A small crossover study will compare propranolol and ivabradine in POTS. For someone who is very hypovolemic, “you might try a salt tablet or a prescription drug like fludrocortisone,” Dr. Taub explained.
Another problem that patients with POTS experience is an inability to exercise because of orthostatic intolerance. Recumbent exercise targets deconditioning and can tamp down the hyperadrenergic effect. Dr. Shouman’s approach is to start gradually with swimming or the use of a recumbent bike or a rowing machine.
Dr. Taub recommends wearables to patients because POTS is “a very dynamic condition” that is easy to overmedicate or undermedicate. If it’s a good day, the patients are well hydrated, and the standing heart rate is only 80 bpm, she tells them they could titrate down their second dose of ivabradine, for example. The feedback from wearables also helps patients manage their exercise response.
For Dr. Shouman, wearables are not always as accurate as he would like. He tells his patients that it’s okay to use one as long as it doesn’t become a source of anxiety such that they’re constantly checking it.
POTS hope: A COVID-19 silver lining?
With increasing attention being paid to long-haul COVID-19, are there any concerns that POTS will get lost among the myriad symptoms connected to PASC?
Dr. Shouman cautioned, “Not all long COVID is POTS,” and said that clinicians at long-haul clinics should be able to recognize the different conditions “when POTS is suspected. I think it is useful for those providers to make the appropriate referral for POTS clinic autonomic assessment.”

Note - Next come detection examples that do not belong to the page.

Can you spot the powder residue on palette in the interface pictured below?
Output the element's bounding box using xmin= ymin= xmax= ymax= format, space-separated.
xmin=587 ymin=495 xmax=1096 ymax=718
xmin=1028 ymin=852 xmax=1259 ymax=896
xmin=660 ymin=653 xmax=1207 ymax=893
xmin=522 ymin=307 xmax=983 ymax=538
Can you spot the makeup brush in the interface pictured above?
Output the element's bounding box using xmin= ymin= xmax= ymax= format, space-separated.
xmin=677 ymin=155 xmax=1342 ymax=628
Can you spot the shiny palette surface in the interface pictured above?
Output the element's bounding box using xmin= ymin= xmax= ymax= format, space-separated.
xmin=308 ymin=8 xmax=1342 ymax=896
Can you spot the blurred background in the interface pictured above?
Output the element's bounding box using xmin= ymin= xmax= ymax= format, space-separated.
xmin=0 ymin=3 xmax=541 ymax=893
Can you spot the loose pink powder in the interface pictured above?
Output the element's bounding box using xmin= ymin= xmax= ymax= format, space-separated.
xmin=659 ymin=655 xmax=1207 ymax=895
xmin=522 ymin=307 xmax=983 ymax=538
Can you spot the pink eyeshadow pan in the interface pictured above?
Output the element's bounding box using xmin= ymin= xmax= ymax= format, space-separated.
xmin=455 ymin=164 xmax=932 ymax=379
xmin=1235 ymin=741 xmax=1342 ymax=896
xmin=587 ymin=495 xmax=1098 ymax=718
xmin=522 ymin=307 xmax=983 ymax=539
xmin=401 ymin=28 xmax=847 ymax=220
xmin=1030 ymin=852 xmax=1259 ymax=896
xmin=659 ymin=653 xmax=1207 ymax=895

He and his colleagues at Mayo have seen quite a few patients who have post–COVID-19 autonomic dysfunction, such as vasodepressor syncope, not just POTS. They plan to write about this soon.
“Of all the things I treat in cardiology, this is the most complex, because there’s so many different systems involved,” said Dr. Taub, who has seen patients recover fully from POTS. “There’s a spectrum, and there’s people that are definitely on one end of the spectrum where they have very severe diseases.”
For her, the important message is, “No matter where you are on the spectrum, there are things we can do to make your symptoms better.” And with grant funding for PASC research, “hopefully we will address the mechanisms of disease, and we’ll be able to cure this,” she said.
Dr. Patel has served as a consultant for Bayer, Janssen, AstraZeneca, and Heartflow and has received research grants from Bayer, Janssen, AstraZeneca, and the National Heart, Lung, and Blood Institute. Dr. Shouman reports no relevant financial relationships. Dr. Taub has served as a consultant for Amgen, Bayer, Esperion, Boehringer Ingelheim, Novo Nordisk, and Sanofi; is a shareholder in Epirium Bio; and has received research grants from the National Institutes of Health, the American Heart Association, and the Department of Homeland Security/FEMA.
A version of this article first appeared on Medscape.com.